Все это время лодыжка болела не переставая, но Йен заставил себя не обращать внимания. Теперь, сопя от боли, юноша оперся о деревянную бочку и осторожно сполз на холодный каменный пол. Наклонился вперед и задрал брючину.
Он поранился не так сильно, как опасался, но все же довольно основательно: и носок, и кроссовка успели пропитаться кровью.

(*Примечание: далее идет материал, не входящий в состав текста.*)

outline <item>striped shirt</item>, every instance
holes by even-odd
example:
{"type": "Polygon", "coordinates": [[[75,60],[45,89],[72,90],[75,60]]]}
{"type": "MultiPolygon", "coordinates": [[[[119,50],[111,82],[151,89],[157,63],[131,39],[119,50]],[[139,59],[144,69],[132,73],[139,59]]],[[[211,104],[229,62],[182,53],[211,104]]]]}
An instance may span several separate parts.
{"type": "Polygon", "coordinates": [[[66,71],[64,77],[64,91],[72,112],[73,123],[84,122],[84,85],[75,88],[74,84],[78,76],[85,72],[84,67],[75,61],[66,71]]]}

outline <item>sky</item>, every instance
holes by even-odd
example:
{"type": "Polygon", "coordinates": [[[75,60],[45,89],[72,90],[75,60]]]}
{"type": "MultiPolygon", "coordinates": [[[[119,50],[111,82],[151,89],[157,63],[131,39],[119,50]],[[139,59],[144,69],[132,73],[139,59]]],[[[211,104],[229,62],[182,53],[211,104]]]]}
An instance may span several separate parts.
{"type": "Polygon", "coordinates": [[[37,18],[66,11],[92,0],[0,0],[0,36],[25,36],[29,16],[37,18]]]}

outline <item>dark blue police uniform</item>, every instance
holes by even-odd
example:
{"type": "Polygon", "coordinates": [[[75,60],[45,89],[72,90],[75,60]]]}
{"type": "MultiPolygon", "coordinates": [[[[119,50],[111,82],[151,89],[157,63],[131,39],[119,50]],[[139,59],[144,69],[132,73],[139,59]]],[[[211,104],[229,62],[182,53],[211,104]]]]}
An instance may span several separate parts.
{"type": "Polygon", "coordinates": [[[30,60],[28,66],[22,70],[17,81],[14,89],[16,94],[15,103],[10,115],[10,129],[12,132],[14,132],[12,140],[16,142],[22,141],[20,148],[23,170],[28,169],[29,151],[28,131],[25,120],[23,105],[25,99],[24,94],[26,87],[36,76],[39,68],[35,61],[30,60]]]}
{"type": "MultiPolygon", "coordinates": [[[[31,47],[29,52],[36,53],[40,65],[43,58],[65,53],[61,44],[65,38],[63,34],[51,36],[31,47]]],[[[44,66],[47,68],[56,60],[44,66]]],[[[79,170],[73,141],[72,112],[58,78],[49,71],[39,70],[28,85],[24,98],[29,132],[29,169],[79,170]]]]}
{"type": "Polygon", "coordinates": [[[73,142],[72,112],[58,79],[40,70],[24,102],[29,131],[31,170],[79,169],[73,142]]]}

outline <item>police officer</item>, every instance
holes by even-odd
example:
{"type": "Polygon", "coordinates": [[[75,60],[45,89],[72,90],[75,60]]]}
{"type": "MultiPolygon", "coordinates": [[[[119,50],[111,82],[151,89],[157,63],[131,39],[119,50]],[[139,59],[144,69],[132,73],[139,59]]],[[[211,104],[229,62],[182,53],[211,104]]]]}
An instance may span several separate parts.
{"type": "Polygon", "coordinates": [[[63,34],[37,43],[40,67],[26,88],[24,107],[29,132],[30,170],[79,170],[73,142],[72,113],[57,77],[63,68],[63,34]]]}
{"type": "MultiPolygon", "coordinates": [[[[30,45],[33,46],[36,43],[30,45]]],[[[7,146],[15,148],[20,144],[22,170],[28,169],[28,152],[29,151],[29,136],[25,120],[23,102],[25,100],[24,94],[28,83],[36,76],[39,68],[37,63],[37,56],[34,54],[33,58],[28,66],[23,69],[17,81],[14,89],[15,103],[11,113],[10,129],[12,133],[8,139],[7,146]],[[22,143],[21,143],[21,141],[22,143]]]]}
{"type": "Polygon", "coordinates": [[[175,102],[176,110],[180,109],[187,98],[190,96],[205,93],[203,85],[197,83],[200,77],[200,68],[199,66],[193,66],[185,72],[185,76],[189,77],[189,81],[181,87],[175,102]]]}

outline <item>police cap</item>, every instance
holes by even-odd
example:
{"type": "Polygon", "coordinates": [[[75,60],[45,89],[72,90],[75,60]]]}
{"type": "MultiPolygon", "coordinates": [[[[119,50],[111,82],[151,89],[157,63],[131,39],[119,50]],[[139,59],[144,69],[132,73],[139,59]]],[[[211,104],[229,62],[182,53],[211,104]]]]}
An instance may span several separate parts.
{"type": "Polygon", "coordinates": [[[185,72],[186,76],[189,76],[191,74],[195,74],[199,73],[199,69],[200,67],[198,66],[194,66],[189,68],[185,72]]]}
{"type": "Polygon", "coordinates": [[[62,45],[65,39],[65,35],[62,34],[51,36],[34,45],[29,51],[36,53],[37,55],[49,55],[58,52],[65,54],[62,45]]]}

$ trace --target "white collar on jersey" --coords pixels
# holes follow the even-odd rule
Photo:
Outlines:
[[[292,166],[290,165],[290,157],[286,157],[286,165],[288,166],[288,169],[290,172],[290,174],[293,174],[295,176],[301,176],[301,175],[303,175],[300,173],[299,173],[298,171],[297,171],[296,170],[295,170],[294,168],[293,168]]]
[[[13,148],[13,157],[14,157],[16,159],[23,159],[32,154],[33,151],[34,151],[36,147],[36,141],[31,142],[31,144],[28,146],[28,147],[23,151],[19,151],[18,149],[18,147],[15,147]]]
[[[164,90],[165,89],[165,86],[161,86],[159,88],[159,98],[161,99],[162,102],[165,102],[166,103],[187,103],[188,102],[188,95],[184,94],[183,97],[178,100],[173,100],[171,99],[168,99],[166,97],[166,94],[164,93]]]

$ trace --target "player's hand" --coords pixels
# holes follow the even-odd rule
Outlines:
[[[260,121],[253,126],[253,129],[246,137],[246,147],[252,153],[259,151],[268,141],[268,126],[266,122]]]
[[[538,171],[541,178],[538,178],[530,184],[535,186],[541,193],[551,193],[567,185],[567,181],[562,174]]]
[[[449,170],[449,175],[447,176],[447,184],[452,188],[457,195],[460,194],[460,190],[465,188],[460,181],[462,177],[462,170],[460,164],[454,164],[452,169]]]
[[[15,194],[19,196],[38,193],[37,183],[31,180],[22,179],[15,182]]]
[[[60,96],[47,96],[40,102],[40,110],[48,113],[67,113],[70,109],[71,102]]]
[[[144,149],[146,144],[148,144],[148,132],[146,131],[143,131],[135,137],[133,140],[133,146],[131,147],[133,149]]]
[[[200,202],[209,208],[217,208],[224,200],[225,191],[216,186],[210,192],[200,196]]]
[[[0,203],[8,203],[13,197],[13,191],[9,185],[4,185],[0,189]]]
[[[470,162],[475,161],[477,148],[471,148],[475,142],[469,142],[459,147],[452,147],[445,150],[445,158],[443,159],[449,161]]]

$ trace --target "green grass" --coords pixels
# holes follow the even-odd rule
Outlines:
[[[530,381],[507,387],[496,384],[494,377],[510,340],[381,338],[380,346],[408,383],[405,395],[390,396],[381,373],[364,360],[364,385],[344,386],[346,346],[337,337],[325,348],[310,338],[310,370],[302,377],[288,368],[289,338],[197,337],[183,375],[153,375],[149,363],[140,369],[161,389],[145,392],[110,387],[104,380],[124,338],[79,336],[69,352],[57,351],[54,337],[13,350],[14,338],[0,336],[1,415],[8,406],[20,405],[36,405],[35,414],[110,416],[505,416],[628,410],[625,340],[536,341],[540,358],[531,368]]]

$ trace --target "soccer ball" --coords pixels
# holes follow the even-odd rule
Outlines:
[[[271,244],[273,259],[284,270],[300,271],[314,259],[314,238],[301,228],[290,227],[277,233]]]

Носок – ерунда, а вот кроссовке замены здесь не найти. Может, кровь отмоется. А если не отмоется, кроссовка сгниет изнутри и пойдет на выброс.
Валин, неизменно преданный Валин, уже был рядом, с аптечкой первой помощи в толстых руках.
– Прошу тебя, о почтенный, друг друга Отца Вестри, прошу тебя, объясни неуклюжему увальню, что надо сделать со всем этим, чтобы облегчить твою боль.
В аптечке было несколько шприцев с лекарствами – на каждом наклейка, на иглы надеты зеленые пластиковые наконечники, чтобы сохранить их стерильными.
Проклятие. Меньше всего Йену хотелось просить Фрейю исцелить его рану, но, черт, как же больно, а отуплять себя димеролом и вистарилом сейчас не годится. Хотя соблазн велик.
Йен начал перебирать шприцы – интересно, что такое атропин? – пока не наткнулся на шприц с наклейкой «Лидокаин – использовать для обезболивания поврежденной области, когда требуется зашить небольшие раны. Необходимо все стерилизовать!!!». Йен снял с иглы колпачок, брызнул немного прозрачной жидкости на саму рану, а затем сделал несколько уколов вокруг раны – было так больно, что на глазах выступили слезы.